Dari uji statistik dengan menggunakan independent samples test terhadap skor PANSS-EC pada pasien skizofrenik dengan agitasi setelah 24 jam pemberian aripiprazol intramuskular dan haloperidol intramuskular diperoleh nilai P = 0,012 (P < 0,05).

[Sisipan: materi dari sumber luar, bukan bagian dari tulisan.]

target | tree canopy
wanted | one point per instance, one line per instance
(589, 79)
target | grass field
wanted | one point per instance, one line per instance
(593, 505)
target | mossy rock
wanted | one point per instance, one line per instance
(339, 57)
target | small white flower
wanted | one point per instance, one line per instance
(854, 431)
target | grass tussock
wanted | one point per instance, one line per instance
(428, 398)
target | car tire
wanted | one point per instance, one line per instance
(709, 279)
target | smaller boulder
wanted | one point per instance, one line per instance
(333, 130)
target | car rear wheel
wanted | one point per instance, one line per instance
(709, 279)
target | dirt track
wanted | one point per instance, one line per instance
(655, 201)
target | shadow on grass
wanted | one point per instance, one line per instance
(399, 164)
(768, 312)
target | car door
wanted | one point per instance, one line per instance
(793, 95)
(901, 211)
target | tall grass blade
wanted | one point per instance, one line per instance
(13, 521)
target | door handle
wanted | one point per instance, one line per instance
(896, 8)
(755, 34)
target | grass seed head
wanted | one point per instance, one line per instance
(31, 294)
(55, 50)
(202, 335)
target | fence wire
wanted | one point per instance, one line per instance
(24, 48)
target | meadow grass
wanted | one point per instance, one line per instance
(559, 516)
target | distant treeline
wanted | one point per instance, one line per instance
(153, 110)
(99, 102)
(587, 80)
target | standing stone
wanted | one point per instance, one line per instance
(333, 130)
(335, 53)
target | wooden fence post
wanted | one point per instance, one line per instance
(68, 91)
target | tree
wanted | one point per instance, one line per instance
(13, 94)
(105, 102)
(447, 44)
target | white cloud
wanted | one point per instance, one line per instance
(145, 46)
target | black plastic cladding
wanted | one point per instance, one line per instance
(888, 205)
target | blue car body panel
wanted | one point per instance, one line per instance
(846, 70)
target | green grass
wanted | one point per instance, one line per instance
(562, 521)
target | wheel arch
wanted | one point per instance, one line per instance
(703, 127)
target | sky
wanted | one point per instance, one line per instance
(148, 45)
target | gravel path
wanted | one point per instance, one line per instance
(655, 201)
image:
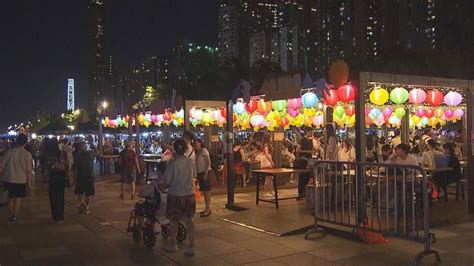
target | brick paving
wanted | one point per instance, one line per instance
(100, 238)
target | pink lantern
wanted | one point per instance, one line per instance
(417, 96)
(452, 98)
(420, 112)
(429, 113)
(459, 113)
(293, 112)
(294, 103)
(449, 113)
(387, 112)
(318, 120)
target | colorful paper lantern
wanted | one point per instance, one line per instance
(293, 112)
(279, 105)
(449, 113)
(309, 99)
(420, 112)
(429, 113)
(294, 103)
(350, 110)
(378, 96)
(224, 112)
(399, 95)
(400, 112)
(330, 97)
(434, 97)
(251, 106)
(239, 108)
(439, 112)
(346, 93)
(387, 112)
(339, 110)
(458, 113)
(452, 98)
(375, 113)
(417, 96)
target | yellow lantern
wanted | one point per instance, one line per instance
(378, 96)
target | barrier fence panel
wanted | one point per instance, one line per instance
(390, 199)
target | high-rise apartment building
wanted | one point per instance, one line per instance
(97, 61)
(228, 19)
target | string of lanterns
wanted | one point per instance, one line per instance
(426, 107)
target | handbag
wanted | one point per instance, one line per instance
(4, 198)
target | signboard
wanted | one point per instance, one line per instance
(214, 138)
(278, 136)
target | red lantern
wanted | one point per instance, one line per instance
(283, 122)
(346, 93)
(264, 107)
(330, 97)
(429, 113)
(434, 97)
(224, 112)
(350, 110)
(251, 106)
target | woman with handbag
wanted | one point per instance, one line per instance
(56, 175)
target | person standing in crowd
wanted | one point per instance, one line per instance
(83, 169)
(422, 158)
(203, 165)
(107, 150)
(347, 151)
(239, 159)
(403, 155)
(443, 179)
(431, 151)
(188, 137)
(370, 149)
(181, 203)
(304, 150)
(129, 167)
(56, 177)
(387, 154)
(17, 171)
(427, 135)
(331, 143)
(396, 138)
(267, 150)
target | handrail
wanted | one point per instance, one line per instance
(371, 191)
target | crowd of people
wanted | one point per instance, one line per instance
(187, 163)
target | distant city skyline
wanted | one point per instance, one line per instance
(48, 43)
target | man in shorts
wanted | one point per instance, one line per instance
(17, 172)
(129, 168)
(83, 169)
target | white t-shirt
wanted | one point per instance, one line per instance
(410, 160)
(425, 160)
(396, 141)
(202, 164)
(346, 155)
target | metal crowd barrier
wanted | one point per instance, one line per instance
(389, 199)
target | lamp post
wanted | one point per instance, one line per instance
(104, 106)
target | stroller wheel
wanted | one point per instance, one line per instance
(182, 233)
(137, 236)
(149, 237)
(165, 231)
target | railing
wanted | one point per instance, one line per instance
(389, 199)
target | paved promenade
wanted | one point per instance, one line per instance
(100, 238)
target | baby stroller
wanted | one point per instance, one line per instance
(149, 212)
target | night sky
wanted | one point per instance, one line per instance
(45, 42)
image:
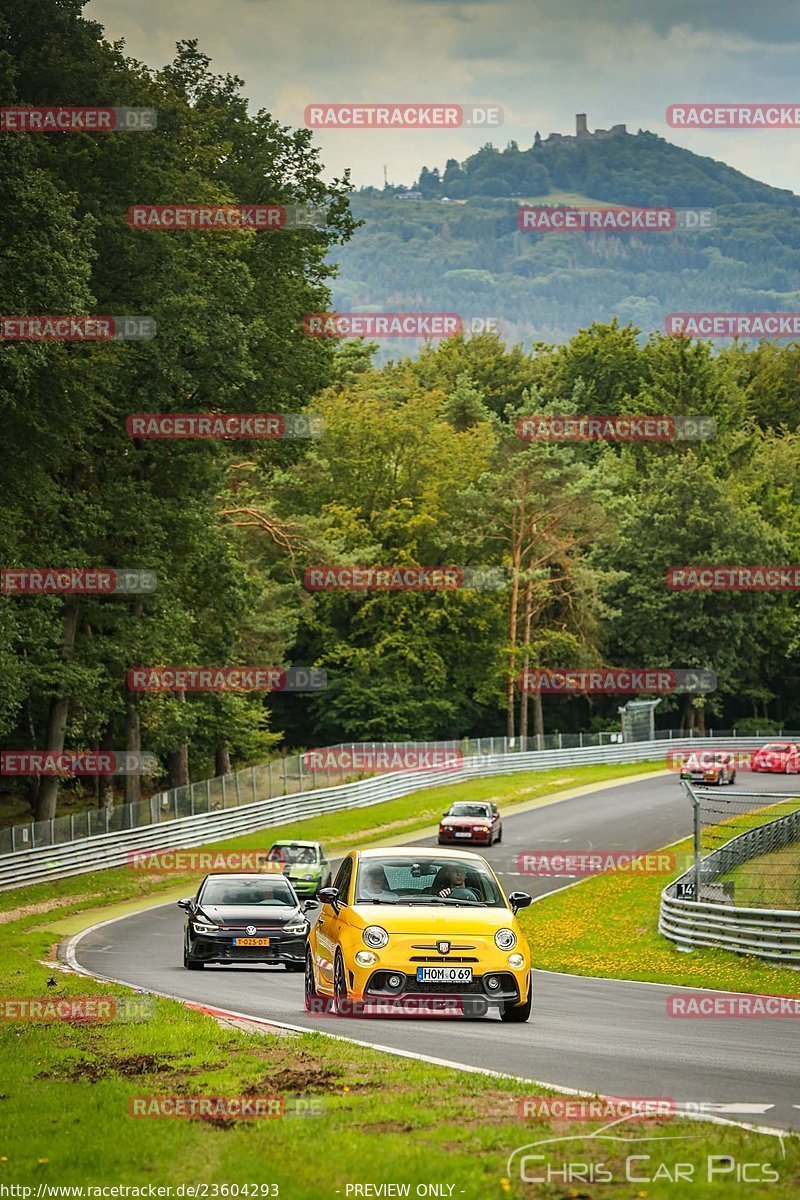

Hal ini menunjukkan bahwa dijumpai perubahan skor PANSS-EC yang bermakna setelah pemberian aripiprazol intramuskular dibandingkan dengan pemberian haloperidol intramuskular setelah 24 jam.

Tabel 4.11. Perubahan tingkat keparahan agitasi dalam 24 jam setelah injeksi Tingkat keparahan

Minimal 24 jam

Aripiprazol i.m. 30 (100) Haloperidol i.m. 30 (100)

Tabel 4.11. memperlihatkan bahwa dalam waktu 24 jam, dari 30 orang pasien yang mendapat aripiprazol intramuskular, jumlah pasien dengan tingkat keparahan minimal menjadi 30 orang (100%) , sama halnya dengan 30 orang pasien yang mendapat haloperidol intramuskular, jumlah pasien dengan tingkat keparahan minimal menjadi 30 orang (100%) . Data ini tidak dianalisis karena setelah 24 jam pemberian aripiprazol intramuskular dan haloperidol intramuskular menunjukkan hasil yang sama yaitu tingkat keparahan minimal.

Tabel 4.12. Efek samping distonia akut setelah diberi injeksi

Aripiprazol i.m. Haloperidol i.m. Efek samping

n (%) n (%) Ada 0 (0) 7 (100) Tidak ada 30 (56,6) 23 (43,4)

Tabel 4.12. memperlihatkan bahwa dari 30 orang yang mendapatkan aripiprazol intramuskular tidak ada satupun yang menunjukkan efek samping distonia akut, sedangkan dari 30 orang yang mendapatkan haloperidol intramuskular yang mengalami efek samping distonia akut sebesar 7 orang (100%).